Schlagzeilen zum sogenannten Londoner Patient
Heiko Jessen ist einer der profiliertesten forschenden Ärzte im Bereich HIV. Der erste Berliner Patient, der seit 1996 ohne eine Antiretrovirale Therapie lebt und dennoch keine HI-Viruslast hat, stammt aus seiner Praxis Jessen2 + Kollegen in Berlin-Schöneberg (www.praxis-jessen.de). Der richtige Ansprechpartner also, wenn es um angebliche Heilung von HIV und die Einschätzung der Langzeitfolgen einer modernen HIV-Therapie geht. Wir trafen uns zum Gespräch.
Vor kurzem wurde in den Medien darüber berichtet, dass erste Patienten durch eine Stammzellentransplantation von einer HIV-Infektion geheilt wurden. Provokativ gefragt: Ist eine Heilung auf diese Weise erstrebenswerter, als die lebenslange Behandlung mit der modernen Antiretroviralen Therapie?
Nein. Die Stammzellentherapie ist extrem aggressiv. Durch Bestrahlung und Chemotherapie wird das gesamte Immunsystem des Patienten zerstört. Selbst wenn man das überlebt, bleiben meist körperliche Schäden. Es ist unethisch Jemanden mit einer Therapie zu vesehen, bei der zwei von drei Patienten*innen sterben. Das geht nur, wenn eine zusätzlich gefunden Leukämie nicht mehr anders behandelbar ist. Die moderne HAART besteht dagegen im Idealfall aus einer Therapie mit nur noch einer Tablette am Tag und absolut überschaubaren bis gar keinen Nebenwirkungen. Das bringt fast immer eine normale Lebenserwartung und -qualität. Wenn ich mir persönlich heute aussuchen müsste, ob ich lieber eine koronare Herzerkrankung, aggressiven Bluthochdruck oder HIV haben möchte, würde ich mich für HIV entscheiden, weil meine Lebenserwartung meist höher wäre, als bei den anderen chronischen Erkrankungen.

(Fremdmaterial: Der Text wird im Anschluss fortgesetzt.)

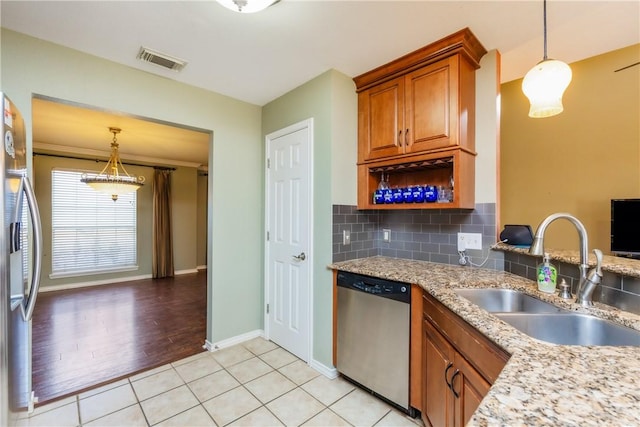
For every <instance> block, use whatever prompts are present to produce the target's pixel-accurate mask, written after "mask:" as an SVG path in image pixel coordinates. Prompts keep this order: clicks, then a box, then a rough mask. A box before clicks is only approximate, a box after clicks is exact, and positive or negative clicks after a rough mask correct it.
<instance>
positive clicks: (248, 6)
mask: <svg viewBox="0 0 640 427" xmlns="http://www.w3.org/2000/svg"><path fill="white" fill-rule="evenodd" d="M217 1H218V3H220V4H221V5H223V6H224V7H226V8H227V9H231V10H233V11H234V12H239V13H254V12H260V11H261V10H264V9H266V8H268V7H269V6H271V5H272V4H274V3H277V2H278V1H280V0H217Z"/></svg>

Was müsste sich aus Ihrer Sicht ändern, damit Menschen mit HIV unbeschwert älter werden können?
Ganz wichtig ist es, das HIV-Stigma zu durchbrechen. Über die eben genannten Krankheiten kann ich mich mit meinem Nachbarn unterhalten, mit HIV geht das nach wie vor nicht. Die Schwelle sich testen zu lassen, muss weiter gesenkt werden, um sogenannte Late Presenter früher zu erreichen. Der gerade eingeführte Selbsttest aus der Apotheke ist ein gutes Beispiel. Insgesamt muss auch von Seiten der BzgA und der Aidshilfen noch viel mehr in Richtung Aufklärung der Hausärzt*innen getan werden. Deutschland hinkt da hinterher.